不是决裂,是独处。
叶故了解她的性子,看着温柔,骨子里比谁都坚韧刚毅,她做出的决定没有人能够扭转结果。
席靳洲是看着叶故从洛泱离开后陷入无尽自我怀疑和一度躁郁的程度的。
说实话,席靳洲并不赞同他这样的理解,话说开了又哪里来这么多的七拐八绕。
但他也无非是个旁观者,没有办法干涉叶故的决定,唯一能做的无非就是在他需要的时候给他帮助。
“席医生,你觉得我这么做,是对的么?”
少有的,叶故竟有些怀疑自己,席靳洲也大为震惊,缓了好几秒才回过劲儿来。
席靳洲长叹一口气,公园的羊肠小道尽头吹过来一阵微风,不算温柔,引得小猫一阵阵低低叫唤。
“你觉得对,就对,至于以后会怎么样,就看你之后会怎么去经营了。

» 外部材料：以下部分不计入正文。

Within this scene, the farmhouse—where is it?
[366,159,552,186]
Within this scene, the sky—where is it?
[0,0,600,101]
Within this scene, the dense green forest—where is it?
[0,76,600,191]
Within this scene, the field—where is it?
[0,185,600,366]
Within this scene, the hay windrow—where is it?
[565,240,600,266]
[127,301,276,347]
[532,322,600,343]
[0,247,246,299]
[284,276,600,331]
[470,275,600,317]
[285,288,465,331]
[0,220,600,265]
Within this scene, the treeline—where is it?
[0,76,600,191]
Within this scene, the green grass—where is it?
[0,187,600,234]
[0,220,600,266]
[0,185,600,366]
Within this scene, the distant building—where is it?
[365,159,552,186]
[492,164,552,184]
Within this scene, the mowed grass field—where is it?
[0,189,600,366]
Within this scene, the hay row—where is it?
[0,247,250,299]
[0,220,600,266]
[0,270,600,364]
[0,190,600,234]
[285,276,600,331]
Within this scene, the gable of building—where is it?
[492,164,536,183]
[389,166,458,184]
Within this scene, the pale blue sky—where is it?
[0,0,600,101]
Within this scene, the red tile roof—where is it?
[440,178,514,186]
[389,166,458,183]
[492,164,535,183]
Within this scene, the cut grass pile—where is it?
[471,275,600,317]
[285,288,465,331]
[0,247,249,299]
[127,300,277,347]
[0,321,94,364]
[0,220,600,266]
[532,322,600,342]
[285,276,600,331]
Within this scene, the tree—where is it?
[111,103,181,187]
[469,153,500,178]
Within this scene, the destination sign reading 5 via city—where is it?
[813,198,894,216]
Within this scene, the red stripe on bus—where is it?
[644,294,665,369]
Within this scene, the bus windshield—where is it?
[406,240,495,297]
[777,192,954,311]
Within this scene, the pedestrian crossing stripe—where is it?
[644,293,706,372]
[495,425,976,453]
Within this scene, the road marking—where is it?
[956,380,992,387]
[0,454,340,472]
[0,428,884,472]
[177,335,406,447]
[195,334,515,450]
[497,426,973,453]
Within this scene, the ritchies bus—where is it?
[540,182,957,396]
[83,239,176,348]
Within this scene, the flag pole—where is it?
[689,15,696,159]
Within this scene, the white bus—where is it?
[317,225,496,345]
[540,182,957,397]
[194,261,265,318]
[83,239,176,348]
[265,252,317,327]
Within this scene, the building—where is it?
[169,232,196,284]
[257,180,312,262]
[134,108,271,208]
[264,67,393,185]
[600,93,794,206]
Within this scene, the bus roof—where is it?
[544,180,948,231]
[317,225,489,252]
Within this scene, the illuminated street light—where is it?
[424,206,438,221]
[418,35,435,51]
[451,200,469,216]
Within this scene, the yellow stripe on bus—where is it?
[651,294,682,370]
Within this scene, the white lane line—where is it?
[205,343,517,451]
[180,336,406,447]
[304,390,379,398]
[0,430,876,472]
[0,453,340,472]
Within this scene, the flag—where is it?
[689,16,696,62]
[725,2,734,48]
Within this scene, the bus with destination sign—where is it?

”
席靳洲虽然和叶故同岁,但经历略丰于他。
席靳洲知道他需要时间消化,没有多留。
咪咪安静的蹲在叶故的脚边,温顺的舔着自己的毛,随主人,和叶故一样都很爱干净。
一夜之间,洛叶两家联姻的消息彻底传开了,大肆喧嚣着,毫无收敛之势。
不知道是谁在背后起着推波助澜之势,势头越来越猛,颇有超出控制的架势。
洛泱是在下午的时候才收到这个消息的,当时正在心理诊所准备内置陈设的选择,就接到了田甜紧急的连环夺命call。
“喂?怎么了,这么着急?”
洛泱刚和师傅商量完摆设的位置安排,身上不算干净,白色衬衫裙上斑斑点点的污渍,却和洛泱整个人都相得益彰,倒像是衣服原本就该有的特色。
田甜的声音听起来急的都恨不得从电话那边蹦出来了。
“阿河你在哪呢?!叶故的结婚对象都传疯了!我给你发个地址,你赶紧过来!”
还没容得了洛泱回一句话,嘟嘟的忙音就从听筒里规律的传出来。
洛泱突然沉静下来,送走师傅后,她坐在二楼的窗边,静默许久。
偌大的心理诊所空荡荡,只有她一个人坐在那里,不知道是发呆还是心事重重。
五分钟后,洛泱猝然从小马扎上站起来,耳边碎发随着过于大幅度的动作垂落几绺,自然如风。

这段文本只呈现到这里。